At the rear of the Terrazas Branch of the Austin Public Library on E. Cesar Chavez Street, roughly 10 people gather in a meeting room. It looks like any classroom. There’s a white board at the back, unflattering lighting above, and rows of chairs stacked to the side.

What’s unusual is the discussion. At times, it’s hard to discern.

“Is all of T4 limited to two stories?” asks Steven Yarak, who stood at the white board taking notes. Josiah Stevenson sits near him, staring intently into the computer on his lap.

“No, so I think T4 main street can be three stories,” Stevenson replies.
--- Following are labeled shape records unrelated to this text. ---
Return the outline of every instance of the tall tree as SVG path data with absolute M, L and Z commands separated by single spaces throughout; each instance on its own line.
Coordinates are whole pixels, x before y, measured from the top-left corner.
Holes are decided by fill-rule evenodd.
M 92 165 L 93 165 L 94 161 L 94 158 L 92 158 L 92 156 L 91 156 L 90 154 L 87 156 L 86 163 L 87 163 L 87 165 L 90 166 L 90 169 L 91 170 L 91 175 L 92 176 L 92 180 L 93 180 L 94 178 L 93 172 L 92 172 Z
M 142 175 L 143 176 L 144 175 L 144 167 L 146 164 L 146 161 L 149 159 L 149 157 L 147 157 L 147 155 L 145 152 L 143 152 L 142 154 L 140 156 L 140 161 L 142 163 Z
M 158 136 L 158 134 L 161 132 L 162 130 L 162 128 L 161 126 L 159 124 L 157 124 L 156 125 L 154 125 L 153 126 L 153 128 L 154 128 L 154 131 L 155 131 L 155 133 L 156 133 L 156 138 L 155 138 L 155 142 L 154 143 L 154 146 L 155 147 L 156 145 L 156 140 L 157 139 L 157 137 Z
T4 refers to Transect Zone 4, one of numerous forms laid out in CodeNEXT, the city of Austin’s new Land Development Code. The people gathered at this library on a Thursday evening are members of AURA, an organization formerly known as Austinites for Urban Rail, which has expanded to include broader urbanism issues since first forming. The group has been holding semiweekly readings of the city’s new thousand-page Land Development Code.

It’s one way members of local interest groups started digging into the first draft of the code since it was released last month. A code rewrite marks an opportunity for advocates from all sides – from neighborhood preservationist to urbanist – to have a say in how the city will grow. And this opportunity comes but every three decades – or, at least that’s the last time any major changes were made to the code.

Wading into the technicalities is essential.

“A city’s Land Development Code is like its DNA,” says Cid Galindo, president of the executive committee for Evolve Austin. The group formed with the goal of advocating for the city’s comprehensive plan, which calls for a compact and connected city. “The future of what the city will look like is already, in some senses, predetermined in the DNA of an organism.”

But one challenge is that while the new code is out, the city won’t release maps until April. So the public does not know where these transect zones, or forms, will be applied.

“It’s hard for people who are not very familiar with the code to understand how it’s going to impact them,” says Lauren Ice, staff attorney for the Save Our Springs Alliance. The group joined with others to release a list of code priorities – including allowing neighborhoods to determine development and protections for green space.

“That is the way most people really relate to what the Land Development Code is by what’s on the ground, in their neighborhood, maybe on their property,” Ice says.

Galindo says the goal for many of these local groups is to fully digest the new code so that they can both educate members and bring recommended changes to City Council.

“That’s what we’re really working on now, as well, is trying to figure out how to best communicate our concerns about CodeNEXT and the things we like about CodeNEXT to the larger group of partners,” he says.

The city will host its second of five open houses on CodeNEXT this Saturday. It will likely take at least a year to finalize a new land code.

This story was produced as part of KUT's reporting partnership with the Austin Monitor.